Rebels and families are to be moved from the Qaboun neighbourhood to Idlib province according to the latest deal with government forces.

Syrian government forces and armed opposition groups have reached an agreement to evacuate rebel fighters and residents from the Qaboun neighbourhood of Damascus, as the Syrian army and its allies continue to advance in areas in and around the capital. 

The evacuation, is scheduled to take place on Sunday, and it will see rebels and civilians move to Idlib, an opposition stronghold in northwestern Syria. 

Syria's state news agency, Sana, reported on Saturday that the agreement had been reached after rebels surrendered following intense clashes in Qaboun. 

The UK-based Syrian Observatory for Human Rights have estimated that government forces have taken back most of the neighbourhood, leaving around 20 percent still under the control of rebel groups Ahrar al-Sham, Jaysh al-Islam and the Rahman Corps. 

The news of the deal comes just two days after hundreds of Syrian rebels and their relatives left a besieged Damascus suburb on Friday, the second group to do so as part of a local evacuation agreement with the government. 

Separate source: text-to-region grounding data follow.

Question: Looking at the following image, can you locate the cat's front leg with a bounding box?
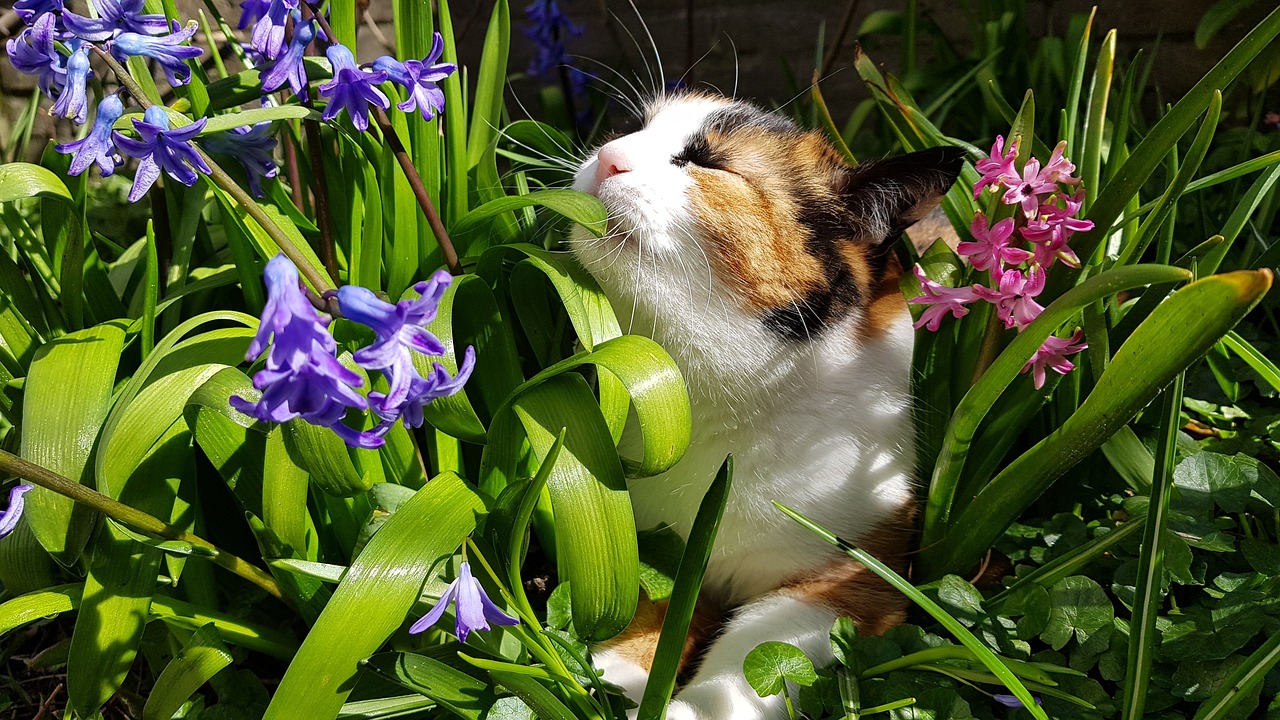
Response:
[668,557,907,720]
[665,593,834,720]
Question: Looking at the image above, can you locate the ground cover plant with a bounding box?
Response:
[0,0,1278,718]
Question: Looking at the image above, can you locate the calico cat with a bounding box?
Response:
[568,91,963,719]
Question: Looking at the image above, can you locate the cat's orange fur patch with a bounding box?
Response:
[686,129,867,319]
[780,502,917,634]
[856,255,909,342]
[600,591,723,678]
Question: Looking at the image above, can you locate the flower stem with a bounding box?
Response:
[91,46,336,293]
[306,10,462,276]
[303,117,339,281]
[0,449,287,603]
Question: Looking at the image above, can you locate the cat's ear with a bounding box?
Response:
[835,146,965,243]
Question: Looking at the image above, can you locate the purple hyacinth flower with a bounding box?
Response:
[51,42,92,124]
[524,0,583,80]
[112,106,211,202]
[6,13,65,99]
[250,0,299,60]
[112,20,204,86]
[409,561,519,641]
[0,485,34,540]
[993,694,1042,708]
[199,122,279,197]
[237,0,271,29]
[370,33,457,121]
[230,255,382,448]
[14,0,64,25]
[336,272,475,430]
[260,19,315,100]
[63,0,169,41]
[56,93,125,177]
[318,44,389,133]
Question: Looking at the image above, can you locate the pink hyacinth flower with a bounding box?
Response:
[980,265,1046,330]
[1022,189,1092,268]
[973,135,1019,198]
[957,212,1031,272]
[1002,157,1057,217]
[908,265,984,332]
[1022,329,1087,389]
[1039,140,1080,186]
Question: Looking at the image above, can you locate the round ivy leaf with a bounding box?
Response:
[742,641,818,698]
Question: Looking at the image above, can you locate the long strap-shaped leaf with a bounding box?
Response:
[21,320,127,565]
[1070,4,1280,263]
[775,504,1049,720]
[1120,373,1184,720]
[262,472,483,720]
[920,264,1190,550]
[638,456,733,720]
[921,269,1272,578]
[141,623,234,720]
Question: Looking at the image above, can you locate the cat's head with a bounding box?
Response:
[569,91,962,351]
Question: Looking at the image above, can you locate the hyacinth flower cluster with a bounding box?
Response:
[231,255,475,449]
[910,136,1093,389]
[5,0,281,199]
[239,0,458,130]
[523,0,590,123]
[7,0,458,206]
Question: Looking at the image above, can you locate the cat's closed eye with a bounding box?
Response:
[671,136,725,170]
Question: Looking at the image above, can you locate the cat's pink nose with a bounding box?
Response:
[594,142,634,186]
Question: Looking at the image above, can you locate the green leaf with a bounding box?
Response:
[465,0,510,170]
[69,362,225,715]
[0,162,72,203]
[262,472,483,720]
[1040,575,1114,652]
[142,624,234,720]
[1074,4,1280,262]
[638,456,733,720]
[1195,0,1258,48]
[20,320,127,564]
[490,671,576,720]
[1221,331,1280,393]
[199,106,319,135]
[1172,451,1278,515]
[924,270,1273,577]
[419,274,523,443]
[0,583,81,635]
[499,374,638,641]
[509,334,691,478]
[1121,377,1184,720]
[1193,629,1280,720]
[282,415,372,497]
[362,650,496,720]
[452,189,609,241]
[743,641,819,698]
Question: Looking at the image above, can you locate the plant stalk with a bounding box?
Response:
[307,10,462,275]
[0,449,287,603]
[371,106,462,276]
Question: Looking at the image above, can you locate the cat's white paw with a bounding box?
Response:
[592,648,649,715]
[668,682,788,720]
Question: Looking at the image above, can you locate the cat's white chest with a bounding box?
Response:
[623,302,917,603]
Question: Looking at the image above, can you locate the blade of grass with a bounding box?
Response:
[775,503,1048,720]
[1120,372,1184,720]
[637,456,733,720]
[1192,630,1280,720]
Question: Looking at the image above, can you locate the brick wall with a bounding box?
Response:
[0,0,1267,160]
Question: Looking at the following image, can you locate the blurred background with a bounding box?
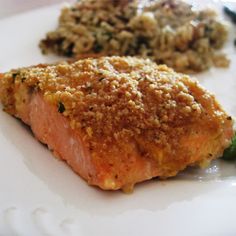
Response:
[0,0,73,18]
[1,0,236,19]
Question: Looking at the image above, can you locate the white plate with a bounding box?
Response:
[0,1,236,235]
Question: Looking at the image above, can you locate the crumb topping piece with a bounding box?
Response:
[2,57,226,148]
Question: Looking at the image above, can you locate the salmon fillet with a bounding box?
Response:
[0,57,233,191]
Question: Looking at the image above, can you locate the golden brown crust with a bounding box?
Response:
[0,57,233,190]
[0,57,226,137]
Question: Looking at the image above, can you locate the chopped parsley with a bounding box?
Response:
[58,102,65,113]
[99,77,105,82]
[93,42,103,53]
[222,134,236,161]
[11,72,20,81]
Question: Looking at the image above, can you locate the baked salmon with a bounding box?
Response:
[0,57,233,191]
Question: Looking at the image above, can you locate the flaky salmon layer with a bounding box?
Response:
[0,57,233,191]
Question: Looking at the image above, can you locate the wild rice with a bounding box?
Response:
[39,0,229,73]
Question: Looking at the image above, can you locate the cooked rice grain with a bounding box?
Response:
[40,0,229,73]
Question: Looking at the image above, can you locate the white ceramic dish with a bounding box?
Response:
[0,1,236,235]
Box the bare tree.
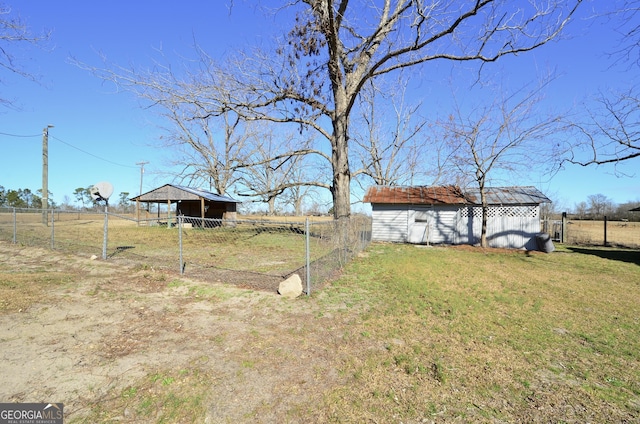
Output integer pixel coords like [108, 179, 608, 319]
[351, 77, 430, 187]
[222, 0, 581, 223]
[565, 2, 640, 167]
[567, 88, 640, 168]
[616, 200, 640, 221]
[574, 201, 588, 219]
[608, 0, 640, 67]
[82, 1, 581, 223]
[282, 177, 313, 216]
[438, 79, 565, 247]
[281, 154, 326, 215]
[76, 46, 334, 200]
[236, 128, 309, 215]
[81, 53, 258, 195]
[164, 108, 255, 195]
[0, 4, 50, 107]
[587, 193, 614, 218]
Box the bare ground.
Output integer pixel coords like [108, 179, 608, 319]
[0, 242, 349, 422]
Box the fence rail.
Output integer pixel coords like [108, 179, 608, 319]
[542, 216, 640, 249]
[0, 207, 371, 295]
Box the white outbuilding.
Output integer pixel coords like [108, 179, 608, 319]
[363, 185, 551, 250]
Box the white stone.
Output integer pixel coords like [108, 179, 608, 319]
[278, 274, 303, 298]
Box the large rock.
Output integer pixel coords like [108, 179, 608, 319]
[278, 274, 303, 298]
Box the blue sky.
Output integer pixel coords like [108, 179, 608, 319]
[1, 1, 639, 212]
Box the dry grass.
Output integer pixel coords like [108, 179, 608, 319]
[0, 213, 325, 274]
[313, 243, 640, 422]
[567, 219, 640, 247]
[1, 227, 639, 422]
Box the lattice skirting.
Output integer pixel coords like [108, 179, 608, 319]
[458, 206, 539, 219]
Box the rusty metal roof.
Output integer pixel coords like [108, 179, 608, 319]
[363, 185, 467, 205]
[364, 185, 550, 205]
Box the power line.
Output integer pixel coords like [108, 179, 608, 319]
[1, 131, 139, 169]
[0, 131, 41, 138]
[50, 135, 138, 169]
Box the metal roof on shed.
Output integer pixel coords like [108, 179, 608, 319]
[364, 185, 550, 206]
[173, 185, 240, 203]
[464, 186, 551, 205]
[363, 185, 467, 205]
[130, 184, 240, 203]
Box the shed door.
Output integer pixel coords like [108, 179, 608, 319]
[408, 222, 429, 243]
[412, 207, 459, 244]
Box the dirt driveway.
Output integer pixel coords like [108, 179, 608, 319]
[0, 242, 348, 422]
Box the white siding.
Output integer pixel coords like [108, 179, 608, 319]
[410, 206, 460, 244]
[455, 206, 541, 249]
[371, 205, 410, 242]
[371, 204, 542, 249]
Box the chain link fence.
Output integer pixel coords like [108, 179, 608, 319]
[0, 207, 371, 295]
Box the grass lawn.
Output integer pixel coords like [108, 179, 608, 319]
[2, 240, 638, 422]
[317, 243, 640, 422]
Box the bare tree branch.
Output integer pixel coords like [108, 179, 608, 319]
[0, 4, 50, 107]
[565, 87, 640, 170]
[350, 76, 431, 186]
[76, 0, 583, 221]
[438, 76, 566, 246]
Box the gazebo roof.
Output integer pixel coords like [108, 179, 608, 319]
[130, 184, 240, 203]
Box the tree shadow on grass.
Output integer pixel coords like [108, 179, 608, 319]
[567, 246, 640, 266]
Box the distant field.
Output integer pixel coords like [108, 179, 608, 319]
[566, 220, 640, 248]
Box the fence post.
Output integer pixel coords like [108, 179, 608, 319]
[561, 212, 566, 244]
[305, 218, 311, 296]
[12, 208, 17, 244]
[179, 215, 184, 275]
[50, 209, 55, 249]
[604, 215, 608, 247]
[102, 204, 109, 260]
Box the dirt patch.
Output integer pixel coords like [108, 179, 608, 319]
[0, 242, 346, 422]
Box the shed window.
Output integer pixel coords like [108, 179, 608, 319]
[414, 211, 430, 222]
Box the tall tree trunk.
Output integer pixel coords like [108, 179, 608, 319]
[294, 196, 303, 216]
[330, 107, 352, 256]
[331, 98, 351, 223]
[267, 197, 276, 215]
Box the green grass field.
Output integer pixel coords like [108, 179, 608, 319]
[2, 233, 639, 422]
[316, 243, 640, 422]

SANA said 1,246 people, of whom 718 were fighters, left the Barzeh and neighbouring Tishreen districts northeast of Damascus, and near the rebel-held Eastern Ghouta pocket of towns and farms, which has been blockaded by government forces since 2013.

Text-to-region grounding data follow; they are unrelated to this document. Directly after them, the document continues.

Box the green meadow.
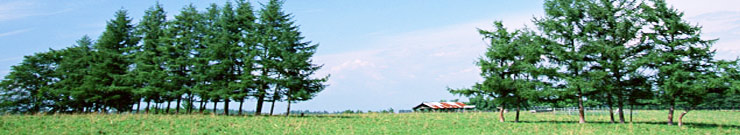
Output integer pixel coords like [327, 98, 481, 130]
[2, 110, 738, 134]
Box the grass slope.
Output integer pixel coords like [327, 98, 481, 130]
[1, 110, 738, 134]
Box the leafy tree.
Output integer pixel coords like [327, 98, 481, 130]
[640, 0, 717, 126]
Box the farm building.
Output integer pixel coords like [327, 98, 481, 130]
[412, 102, 475, 112]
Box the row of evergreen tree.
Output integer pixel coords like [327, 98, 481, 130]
[0, 0, 328, 116]
[450, 0, 739, 127]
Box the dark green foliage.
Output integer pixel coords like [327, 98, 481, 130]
[0, 1, 327, 114]
[89, 9, 141, 112]
[131, 3, 169, 113]
[450, 22, 549, 122]
[258, 0, 328, 116]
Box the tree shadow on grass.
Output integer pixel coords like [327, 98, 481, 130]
[518, 120, 740, 129]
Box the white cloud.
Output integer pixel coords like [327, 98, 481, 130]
[665, 0, 740, 17]
[0, 1, 73, 22]
[664, 0, 740, 60]
[0, 28, 32, 37]
[0, 56, 23, 62]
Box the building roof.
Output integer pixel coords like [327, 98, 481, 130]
[413, 102, 475, 109]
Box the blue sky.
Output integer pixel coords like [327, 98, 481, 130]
[1, 0, 739, 113]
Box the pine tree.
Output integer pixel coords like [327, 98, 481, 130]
[640, 0, 717, 126]
[170, 4, 203, 114]
[210, 2, 243, 115]
[0, 51, 58, 113]
[581, 0, 645, 123]
[132, 3, 169, 114]
[53, 36, 96, 112]
[233, 0, 259, 115]
[534, 0, 593, 123]
[451, 22, 521, 122]
[90, 9, 140, 113]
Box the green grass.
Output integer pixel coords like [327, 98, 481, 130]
[1, 110, 738, 134]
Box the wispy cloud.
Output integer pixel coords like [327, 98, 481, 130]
[0, 28, 32, 37]
[0, 1, 73, 22]
[685, 11, 740, 60]
[0, 56, 23, 62]
[307, 14, 538, 111]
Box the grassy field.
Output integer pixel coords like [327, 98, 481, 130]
[1, 110, 738, 134]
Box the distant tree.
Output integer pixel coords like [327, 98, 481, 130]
[466, 95, 496, 111]
[640, 0, 717, 126]
[0, 51, 58, 113]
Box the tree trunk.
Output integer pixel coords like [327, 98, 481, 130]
[269, 99, 276, 115]
[286, 99, 292, 117]
[668, 103, 675, 125]
[166, 101, 171, 114]
[255, 69, 268, 116]
[607, 93, 615, 123]
[499, 103, 506, 122]
[238, 99, 244, 115]
[136, 102, 141, 114]
[176, 97, 182, 114]
[224, 99, 230, 115]
[256, 94, 265, 116]
[213, 100, 218, 115]
[199, 99, 205, 113]
[187, 94, 194, 114]
[630, 104, 633, 123]
[678, 111, 688, 127]
[617, 97, 625, 123]
[515, 104, 520, 123]
[145, 101, 151, 114]
[577, 88, 586, 123]
[154, 102, 159, 114]
[285, 89, 292, 116]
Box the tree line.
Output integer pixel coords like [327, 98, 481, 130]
[450, 0, 739, 127]
[0, 0, 328, 116]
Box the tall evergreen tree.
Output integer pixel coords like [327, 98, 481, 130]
[52, 36, 96, 112]
[535, 0, 593, 123]
[208, 2, 243, 115]
[581, 0, 645, 123]
[170, 4, 203, 114]
[263, 0, 328, 116]
[233, 0, 259, 115]
[0, 51, 58, 113]
[640, 0, 717, 126]
[132, 3, 169, 114]
[90, 9, 140, 112]
[450, 22, 546, 122]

The Observatory said about 700 people left on Friday, including about 150 fighters.

The first batch of evacuations from Barzeh happened on Monday.

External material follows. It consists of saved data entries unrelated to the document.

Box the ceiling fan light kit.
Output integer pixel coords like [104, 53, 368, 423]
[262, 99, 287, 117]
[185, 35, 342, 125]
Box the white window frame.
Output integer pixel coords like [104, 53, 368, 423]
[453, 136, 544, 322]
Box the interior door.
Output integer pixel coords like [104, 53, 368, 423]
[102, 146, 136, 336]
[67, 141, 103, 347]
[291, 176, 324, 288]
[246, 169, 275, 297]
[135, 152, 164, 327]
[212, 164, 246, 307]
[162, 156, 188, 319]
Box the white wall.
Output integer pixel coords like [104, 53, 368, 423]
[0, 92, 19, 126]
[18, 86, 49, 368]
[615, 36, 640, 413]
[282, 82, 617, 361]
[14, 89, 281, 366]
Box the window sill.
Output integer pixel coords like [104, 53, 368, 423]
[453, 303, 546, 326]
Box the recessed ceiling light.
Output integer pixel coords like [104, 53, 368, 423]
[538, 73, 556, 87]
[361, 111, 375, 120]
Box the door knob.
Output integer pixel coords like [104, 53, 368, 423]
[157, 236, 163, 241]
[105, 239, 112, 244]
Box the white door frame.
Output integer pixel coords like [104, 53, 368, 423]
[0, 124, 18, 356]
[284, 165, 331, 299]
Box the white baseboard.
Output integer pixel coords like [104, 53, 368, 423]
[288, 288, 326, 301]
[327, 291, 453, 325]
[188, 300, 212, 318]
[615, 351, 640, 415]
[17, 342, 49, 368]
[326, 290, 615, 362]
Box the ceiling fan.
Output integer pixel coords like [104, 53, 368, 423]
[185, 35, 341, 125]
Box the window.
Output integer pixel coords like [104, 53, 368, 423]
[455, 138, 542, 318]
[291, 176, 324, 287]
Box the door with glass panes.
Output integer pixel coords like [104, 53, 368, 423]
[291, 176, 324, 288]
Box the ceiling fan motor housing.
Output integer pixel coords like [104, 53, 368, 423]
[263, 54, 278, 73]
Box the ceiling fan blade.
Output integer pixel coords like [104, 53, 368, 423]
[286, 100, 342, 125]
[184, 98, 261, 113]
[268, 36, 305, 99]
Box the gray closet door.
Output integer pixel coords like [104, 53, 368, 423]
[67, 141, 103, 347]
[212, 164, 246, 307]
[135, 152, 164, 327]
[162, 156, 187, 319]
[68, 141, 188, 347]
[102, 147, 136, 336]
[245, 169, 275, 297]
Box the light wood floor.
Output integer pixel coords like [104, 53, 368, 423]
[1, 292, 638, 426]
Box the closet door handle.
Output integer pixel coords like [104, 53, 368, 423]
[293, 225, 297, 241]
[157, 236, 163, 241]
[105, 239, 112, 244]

Syrian President Bashar al-Assad has promoted the use of such evacuations, along with what his government calls "reconciliation" deals for rebel-held areas that surrender to the government, as a way of reducing bloodshed in the six-year-old civil war.

However, the United Nations has criticised both the use of siege tactics, which precede such deals, and the evacuations themselves as amounting to forcible displacement.

The Syrian army has been steadily defeating a number of rebellion pockets near the capital, with the help of Russian air power and Iranian – backed armed groups.

The army offensive entered a higher gear in recent months in Barzeh and Qaboun, ending a local truce that had been in place with rebels there since 2014 and shutting access to a network of underground tunnels which supplied besieged eastern Ghouta, causing supplies to dwindle and prices to rocket.

Similar evacuation deals in the Palestinian refugee camp of Yarmouk, also situated in southern Damascus, have fallen through time and again. 

The conflict in Syria started as an uprising against Assad in March 2011, but it quickly escalated into a full-scale civil war, which has left hundreds of thousands dead.